According to the analysis tool in Solr, both "ACA" and "A.C.A." should be rendered down to "aca" using the analyzer I've configured. I'm at a loss to explain why these two searches aren't effectively equivalent.
(If it makes any difference, the index-time analysis is effectively useless as my code is doing the same conversion before submitting the data to be indexed. There are reasons for that. So it's only the query-time analysis that is giving me grief.)
Edit: Here's a screenshot of how my analysis of "A.C.A." as a query should be working (according to the Solr analysis tool).
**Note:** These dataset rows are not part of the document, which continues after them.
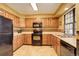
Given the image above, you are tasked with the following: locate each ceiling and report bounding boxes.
[6,3,61,15]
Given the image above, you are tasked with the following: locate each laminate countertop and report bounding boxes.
[13,32,76,48]
[50,32,76,48]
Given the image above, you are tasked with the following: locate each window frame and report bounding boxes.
[64,8,75,36]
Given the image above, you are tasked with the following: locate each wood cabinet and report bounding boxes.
[56,37,60,55]
[51,35,56,51]
[24,34,51,45]
[25,18,35,28]
[42,18,58,28]
[13,16,20,27]
[17,35,24,47]
[0,9,20,27]
[51,35,60,56]
[25,18,59,29]
[24,34,32,45]
[42,34,60,55]
[42,34,51,45]
[13,35,24,51]
[0,9,5,16]
[13,36,18,51]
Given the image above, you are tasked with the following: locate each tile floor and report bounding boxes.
[13,45,57,56]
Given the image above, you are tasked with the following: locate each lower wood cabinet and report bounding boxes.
[24,34,51,45]
[42,34,51,45]
[13,36,18,51]
[13,34,60,56]
[51,35,60,56]
[13,34,24,51]
[56,37,60,56]
[42,34,60,55]
[17,35,24,47]
[24,34,32,45]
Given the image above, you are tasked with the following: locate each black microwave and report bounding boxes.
[33,23,42,28]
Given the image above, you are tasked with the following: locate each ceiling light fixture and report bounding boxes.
[64,8,68,11]
[31,3,38,11]
[0,10,3,13]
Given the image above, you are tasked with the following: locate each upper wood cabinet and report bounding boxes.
[0,9,6,16]
[13,16,20,27]
[42,18,59,28]
[25,18,35,28]
[5,12,20,27]
[0,9,20,27]
[25,18,59,29]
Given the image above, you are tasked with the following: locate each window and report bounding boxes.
[64,8,76,36]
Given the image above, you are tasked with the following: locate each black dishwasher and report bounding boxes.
[60,40,76,56]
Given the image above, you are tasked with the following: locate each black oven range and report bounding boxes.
[32,22,42,46]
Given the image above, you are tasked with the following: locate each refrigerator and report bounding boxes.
[0,16,13,56]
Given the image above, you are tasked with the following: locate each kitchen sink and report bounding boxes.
[57,34,73,38]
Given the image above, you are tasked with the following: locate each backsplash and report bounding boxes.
[13,27,63,32]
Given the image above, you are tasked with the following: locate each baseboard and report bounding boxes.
[23,44,32,45]
[24,44,51,46]
[13,44,23,52]
[42,44,52,46]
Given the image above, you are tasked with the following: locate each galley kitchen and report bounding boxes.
[0,3,78,56]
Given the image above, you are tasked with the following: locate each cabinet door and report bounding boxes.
[24,34,32,44]
[53,36,57,52]
[42,34,48,45]
[17,35,24,48]
[24,34,27,44]
[25,18,34,28]
[13,36,18,51]
[42,34,51,45]
[47,34,51,45]
[25,19,30,28]
[5,12,10,18]
[51,35,57,54]
[51,35,56,46]
[13,35,24,51]
[25,20,28,27]
[13,17,20,27]
[51,35,60,56]
[56,37,60,56]
[0,9,5,16]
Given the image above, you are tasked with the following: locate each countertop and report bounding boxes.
[13,32,76,48]
[51,32,76,48]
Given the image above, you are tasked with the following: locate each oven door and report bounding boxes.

Added about four months later:
Since posting the question and not finding a resolution, I have switched to using a custom filter factory for the analysis. This gave me control over the analysis that would have been difficult or impossible given the provided filters. My first attempt had the same problem - the analysis worked in regular search but wasn't applied in range queries. This problem was resolved by adding
implements MultiTermAwareComponent
to my filter factory and overridinggetMultiTermComponent()
. I have no idea what this does for a field which is using theKeywordTokenizer
and therefore never has multiple terms in a field value... but it did fix the problem. This was for Solr 4.2.